Wireless IT in hospitals still nascent
In addition to working with the GE technology, Northwestern Memorial has also installed some 2.5 million feet of new wired network infrastructure to support its efforts, including the backbone of an all new care facility being constructed on its campus.
During the next phase of its wireless rollout, the institution is planning to hand out mobile devices to more of its doctors and nurses that will allow them to capture vital signs and feed the information directly into patients' healthcare files. The old-school wired nurse call buttons in its rooms will soon be replaced with wireless VoIP-based alternatives as well.

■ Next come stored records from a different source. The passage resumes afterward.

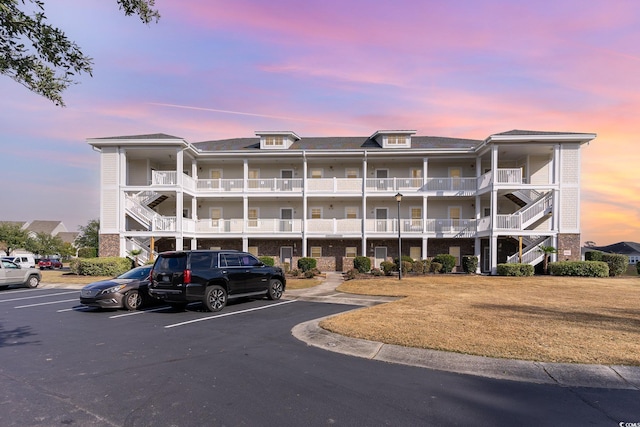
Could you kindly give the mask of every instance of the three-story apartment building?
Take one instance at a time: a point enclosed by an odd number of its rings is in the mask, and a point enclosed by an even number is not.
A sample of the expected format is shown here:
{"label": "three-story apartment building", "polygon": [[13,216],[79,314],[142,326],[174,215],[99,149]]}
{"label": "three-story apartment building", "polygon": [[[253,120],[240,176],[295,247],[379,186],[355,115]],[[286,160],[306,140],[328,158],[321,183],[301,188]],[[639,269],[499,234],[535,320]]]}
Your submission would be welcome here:
{"label": "three-story apartment building", "polygon": [[357,255],[379,266],[400,247],[414,259],[452,254],[458,265],[476,255],[495,273],[499,263],[541,262],[545,245],[579,260],[580,150],[594,138],[91,138],[101,153],[100,255],[224,248],[341,271]]}

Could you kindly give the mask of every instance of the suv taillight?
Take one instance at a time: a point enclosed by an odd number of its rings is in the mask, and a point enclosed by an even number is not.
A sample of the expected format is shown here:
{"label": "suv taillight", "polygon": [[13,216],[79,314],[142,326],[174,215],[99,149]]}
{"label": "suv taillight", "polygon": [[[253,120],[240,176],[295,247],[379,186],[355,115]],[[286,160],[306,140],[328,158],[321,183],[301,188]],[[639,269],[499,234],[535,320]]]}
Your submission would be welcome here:
{"label": "suv taillight", "polygon": [[191,270],[185,270],[183,272],[182,283],[184,283],[185,285],[188,285],[189,283],[191,283]]}

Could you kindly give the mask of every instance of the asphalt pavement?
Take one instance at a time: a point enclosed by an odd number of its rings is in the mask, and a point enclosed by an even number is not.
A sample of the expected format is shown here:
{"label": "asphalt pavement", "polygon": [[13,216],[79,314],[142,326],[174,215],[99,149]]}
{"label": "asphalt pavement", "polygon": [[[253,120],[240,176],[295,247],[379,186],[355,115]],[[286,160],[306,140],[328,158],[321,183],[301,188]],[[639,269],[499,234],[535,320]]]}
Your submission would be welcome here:
{"label": "asphalt pavement", "polygon": [[[336,288],[342,282],[342,273],[327,272],[326,278],[320,285],[306,289],[287,290],[283,298],[361,307],[371,307],[397,300],[395,297],[354,295],[339,292]],[[78,289],[82,287],[82,285],[48,283],[40,285],[42,288],[61,286]],[[555,384],[564,387],[640,390],[640,367],[531,362],[402,347],[334,334],[320,328],[319,323],[323,319],[314,319],[296,325],[292,329],[293,336],[307,345],[324,350],[388,363],[487,378],[537,384]]]}

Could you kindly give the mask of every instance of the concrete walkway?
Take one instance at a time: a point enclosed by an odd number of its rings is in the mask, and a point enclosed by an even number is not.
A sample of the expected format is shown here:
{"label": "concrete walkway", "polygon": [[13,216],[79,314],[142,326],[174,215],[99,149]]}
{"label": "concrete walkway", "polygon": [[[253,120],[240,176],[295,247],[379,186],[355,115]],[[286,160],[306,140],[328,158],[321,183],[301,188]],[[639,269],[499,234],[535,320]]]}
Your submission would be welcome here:
{"label": "concrete walkway", "polygon": [[[342,281],[342,274],[330,272],[320,285],[287,290],[284,298],[365,307],[397,299],[338,292],[336,287]],[[324,350],[383,362],[564,387],[640,390],[640,367],[528,362],[401,347],[328,332],[318,326],[322,320],[315,319],[295,326],[293,336]]]}

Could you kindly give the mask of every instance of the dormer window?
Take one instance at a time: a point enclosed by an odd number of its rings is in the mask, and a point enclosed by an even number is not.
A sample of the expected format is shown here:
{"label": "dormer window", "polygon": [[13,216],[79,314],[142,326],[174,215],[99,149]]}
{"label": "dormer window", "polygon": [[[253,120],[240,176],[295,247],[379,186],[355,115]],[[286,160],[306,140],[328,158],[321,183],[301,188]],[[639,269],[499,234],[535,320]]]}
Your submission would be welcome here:
{"label": "dormer window", "polygon": [[387,145],[403,146],[407,145],[406,135],[387,135]]}
{"label": "dormer window", "polygon": [[282,150],[291,147],[291,145],[298,141],[300,137],[294,132],[282,131],[282,132],[256,132],[256,135],[260,137],[260,149],[261,150]]}
{"label": "dormer window", "polygon": [[282,136],[267,136],[264,139],[264,145],[267,147],[283,147],[284,138]]}
{"label": "dormer window", "polygon": [[411,135],[415,133],[415,130],[379,130],[371,139],[382,148],[411,148]]}

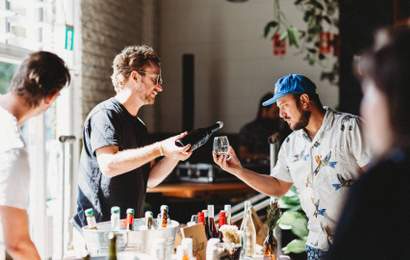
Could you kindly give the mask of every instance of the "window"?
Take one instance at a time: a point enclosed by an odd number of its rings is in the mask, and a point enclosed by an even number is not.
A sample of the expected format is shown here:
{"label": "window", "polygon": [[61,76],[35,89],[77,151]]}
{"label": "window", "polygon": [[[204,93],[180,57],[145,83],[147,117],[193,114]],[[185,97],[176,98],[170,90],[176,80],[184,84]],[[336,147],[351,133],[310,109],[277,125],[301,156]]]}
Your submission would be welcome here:
{"label": "window", "polygon": [[7,92],[16,64],[0,61],[0,94]]}

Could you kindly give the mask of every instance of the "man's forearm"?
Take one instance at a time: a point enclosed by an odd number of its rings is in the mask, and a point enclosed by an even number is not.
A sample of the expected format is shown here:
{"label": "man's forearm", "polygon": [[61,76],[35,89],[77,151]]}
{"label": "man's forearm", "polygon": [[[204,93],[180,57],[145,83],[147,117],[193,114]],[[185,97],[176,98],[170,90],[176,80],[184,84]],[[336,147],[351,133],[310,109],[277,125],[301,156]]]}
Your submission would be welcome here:
{"label": "man's forearm", "polygon": [[292,183],[279,181],[275,177],[265,174],[259,174],[249,169],[239,168],[234,171],[234,175],[247,185],[252,187],[261,193],[269,196],[282,196],[284,195]]}
{"label": "man's forearm", "polygon": [[132,171],[161,156],[159,143],[141,148],[118,151],[114,154],[102,153],[97,155],[101,171],[108,176],[117,176]]}
{"label": "man's forearm", "polygon": [[159,185],[172,172],[177,164],[178,160],[167,157],[164,157],[156,163],[149,173],[148,187],[153,188]]}

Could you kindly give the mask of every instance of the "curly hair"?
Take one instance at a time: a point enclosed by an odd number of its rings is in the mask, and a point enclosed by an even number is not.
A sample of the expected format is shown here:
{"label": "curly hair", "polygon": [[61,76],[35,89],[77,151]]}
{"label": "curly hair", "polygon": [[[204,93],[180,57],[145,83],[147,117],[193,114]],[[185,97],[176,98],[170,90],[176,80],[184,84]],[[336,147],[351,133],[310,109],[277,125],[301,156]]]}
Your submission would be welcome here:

"We rolled the dice on some things, but so far, it's turned out very well. When we tried to talk to other organizations that were in the same position, it was clear that for all the available technologies wireless is still fairly nascent in healthcare," said Colander. "The key for us has been trying to do this all in small steps and using pilot programs; in this environment, there's no way you could pull off something this significant in one swoop without causing problems."

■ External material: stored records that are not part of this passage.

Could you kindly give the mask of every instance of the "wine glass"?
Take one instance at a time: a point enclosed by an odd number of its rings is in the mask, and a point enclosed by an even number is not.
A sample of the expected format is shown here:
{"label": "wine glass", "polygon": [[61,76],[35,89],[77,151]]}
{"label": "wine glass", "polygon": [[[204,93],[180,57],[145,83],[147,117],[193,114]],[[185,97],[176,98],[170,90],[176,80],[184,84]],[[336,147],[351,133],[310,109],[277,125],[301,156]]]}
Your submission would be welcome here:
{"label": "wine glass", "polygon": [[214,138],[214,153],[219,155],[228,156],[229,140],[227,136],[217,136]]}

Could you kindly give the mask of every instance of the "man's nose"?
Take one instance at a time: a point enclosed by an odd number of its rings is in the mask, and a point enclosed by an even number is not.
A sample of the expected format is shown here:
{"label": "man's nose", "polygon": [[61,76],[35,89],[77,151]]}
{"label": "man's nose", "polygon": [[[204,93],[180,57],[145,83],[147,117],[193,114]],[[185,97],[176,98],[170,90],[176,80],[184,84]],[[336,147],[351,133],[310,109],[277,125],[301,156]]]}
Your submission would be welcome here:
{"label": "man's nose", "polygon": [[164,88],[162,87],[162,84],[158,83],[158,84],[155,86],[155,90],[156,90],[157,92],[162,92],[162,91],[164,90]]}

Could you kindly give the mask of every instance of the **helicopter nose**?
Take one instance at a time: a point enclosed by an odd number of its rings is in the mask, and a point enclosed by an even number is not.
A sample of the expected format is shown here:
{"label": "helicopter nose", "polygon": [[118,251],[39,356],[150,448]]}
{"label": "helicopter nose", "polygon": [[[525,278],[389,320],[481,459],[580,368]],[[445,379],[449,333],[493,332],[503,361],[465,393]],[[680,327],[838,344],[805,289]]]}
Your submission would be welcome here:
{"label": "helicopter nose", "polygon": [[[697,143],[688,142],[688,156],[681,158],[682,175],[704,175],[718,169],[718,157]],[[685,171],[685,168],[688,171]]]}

Among the challenges the hospital faced during its technology pilots was finding monitoring devices that would work well with various models of wireless antennas, but that situation has improved over the last several years as vendors of the technologies have begun working more closely together, he said.

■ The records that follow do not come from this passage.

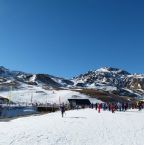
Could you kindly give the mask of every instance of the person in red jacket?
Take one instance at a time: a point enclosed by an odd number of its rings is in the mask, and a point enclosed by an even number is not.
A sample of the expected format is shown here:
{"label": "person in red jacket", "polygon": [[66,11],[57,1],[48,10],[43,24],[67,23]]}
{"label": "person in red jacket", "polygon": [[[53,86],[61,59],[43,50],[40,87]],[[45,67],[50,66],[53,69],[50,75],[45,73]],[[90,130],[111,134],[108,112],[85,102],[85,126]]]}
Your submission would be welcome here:
{"label": "person in red jacket", "polygon": [[111,104],[111,111],[112,111],[112,113],[114,113],[114,112],[115,112],[115,107],[114,107],[114,104]]}
{"label": "person in red jacket", "polygon": [[101,110],[101,104],[99,103],[98,104],[98,113],[100,113],[100,110]]}

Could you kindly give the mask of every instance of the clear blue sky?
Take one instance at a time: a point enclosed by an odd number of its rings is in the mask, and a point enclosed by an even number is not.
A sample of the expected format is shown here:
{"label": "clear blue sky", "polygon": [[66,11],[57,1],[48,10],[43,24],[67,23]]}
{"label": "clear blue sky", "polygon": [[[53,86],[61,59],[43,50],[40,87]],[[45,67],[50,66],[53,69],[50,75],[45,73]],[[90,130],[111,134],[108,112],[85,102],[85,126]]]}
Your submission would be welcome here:
{"label": "clear blue sky", "polygon": [[0,65],[72,77],[144,73],[143,0],[0,0]]}

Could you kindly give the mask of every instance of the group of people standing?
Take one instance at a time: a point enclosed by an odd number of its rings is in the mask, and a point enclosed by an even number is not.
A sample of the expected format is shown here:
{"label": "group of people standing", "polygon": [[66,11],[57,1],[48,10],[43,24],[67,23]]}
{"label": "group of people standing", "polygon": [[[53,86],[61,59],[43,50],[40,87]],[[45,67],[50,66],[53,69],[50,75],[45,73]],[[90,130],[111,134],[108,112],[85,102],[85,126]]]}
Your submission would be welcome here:
{"label": "group of people standing", "polygon": [[[142,109],[144,109],[144,102],[137,102],[137,103],[117,102],[117,103],[96,103],[96,104],[92,103],[90,106],[82,106],[82,108],[88,108],[88,107],[92,109],[95,108],[98,111],[98,113],[101,113],[101,110],[111,111],[112,113],[114,113],[115,111],[127,111],[128,109],[138,109],[139,111],[141,111]],[[75,109],[78,109],[78,107],[76,106]],[[68,107],[64,105],[64,103],[61,104],[60,111],[62,117],[64,116],[66,110],[69,110]]]}
{"label": "group of people standing", "polygon": [[138,103],[96,103],[91,104],[90,106],[92,109],[95,108],[98,110],[98,113],[102,110],[108,110],[114,113],[115,111],[126,111],[128,109],[138,109],[139,111],[144,109],[144,102],[138,102]]}

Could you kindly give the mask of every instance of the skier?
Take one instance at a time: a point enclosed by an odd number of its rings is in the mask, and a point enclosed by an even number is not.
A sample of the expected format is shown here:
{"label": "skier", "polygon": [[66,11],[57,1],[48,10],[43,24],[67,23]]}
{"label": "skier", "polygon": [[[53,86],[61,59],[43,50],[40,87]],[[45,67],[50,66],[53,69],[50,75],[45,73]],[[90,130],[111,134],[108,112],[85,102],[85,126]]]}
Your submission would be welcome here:
{"label": "skier", "polygon": [[108,104],[108,110],[111,111],[111,104]]}
{"label": "skier", "polygon": [[120,102],[117,103],[117,107],[118,107],[118,110],[119,110],[119,111],[122,110],[122,104],[121,104]]}
{"label": "skier", "polygon": [[0,116],[1,116],[1,114],[2,114],[2,106],[0,104]]}
{"label": "skier", "polygon": [[97,110],[97,108],[98,108],[98,104],[96,103],[96,104],[95,104],[95,109]]}
{"label": "skier", "polygon": [[60,110],[61,110],[61,114],[62,114],[62,117],[65,113],[65,107],[64,107],[64,104],[62,104],[62,106],[60,106]]}
{"label": "skier", "polygon": [[103,110],[106,110],[106,103],[103,104]]}
{"label": "skier", "polygon": [[100,113],[100,110],[101,110],[101,104],[99,103],[98,104],[98,113]]}
{"label": "skier", "polygon": [[125,111],[125,104],[122,103],[122,111]]}
{"label": "skier", "polygon": [[112,111],[112,113],[115,112],[115,107],[114,107],[113,103],[111,104],[111,111]]}
{"label": "skier", "polygon": [[91,108],[92,108],[92,109],[93,109],[93,106],[94,106],[94,104],[92,103],[92,104],[91,104]]}
{"label": "skier", "polygon": [[139,109],[139,111],[142,110],[142,103],[141,102],[138,103],[138,109]]}

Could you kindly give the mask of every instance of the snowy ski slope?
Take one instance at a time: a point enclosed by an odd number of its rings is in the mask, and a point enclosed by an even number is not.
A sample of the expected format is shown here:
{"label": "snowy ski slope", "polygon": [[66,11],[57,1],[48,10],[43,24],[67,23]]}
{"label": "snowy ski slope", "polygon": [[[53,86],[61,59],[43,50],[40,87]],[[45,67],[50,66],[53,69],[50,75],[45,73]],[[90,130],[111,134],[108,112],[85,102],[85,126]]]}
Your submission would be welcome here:
{"label": "snowy ski slope", "polygon": [[67,111],[0,122],[0,145],[144,145],[144,111]]}
{"label": "snowy ski slope", "polygon": [[31,86],[24,87],[23,89],[0,92],[0,96],[9,98],[13,102],[19,103],[56,103],[59,104],[59,98],[61,102],[66,103],[69,98],[77,96],[78,98],[87,98],[91,102],[101,102],[95,98],[90,98],[89,96],[80,94],[76,91],[71,90],[45,90],[42,87]]}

Munesh Makhija, general manager of the Systems & Wireless Monitoring group at GE Healthcare, said that despite the availability of many new technologies, some hospitals are still struggling to adopt as many tools as they'd like to.
Aging facilities and tightened IT budgets -- along with concerns over regulations such as the Health Insurance Portability and Accountability Act (HIPAA) -- have slowed adoption somewhat, but health care organizations finally seem to be gaining momentum in getting more tools into workers' hands, he said.
"It's a real challenge among customers to respond, there is greater pressure from sicker patients for new care alternatives, there are fewer nurses and doctors, stiffer regulatory demands, and new metrics coming from the government that demand that hospitals make information more readily available to support care and reduce errors," Makhija said.
"I've worked with customers in many different sectors in the past, and the demands in health care right now are truly unique," he said. "The impact of mobility in the workforce and how critical it is for people to get to work as a team can have a huge impact on patients when everyone has ubiquitous access to the most relevant information."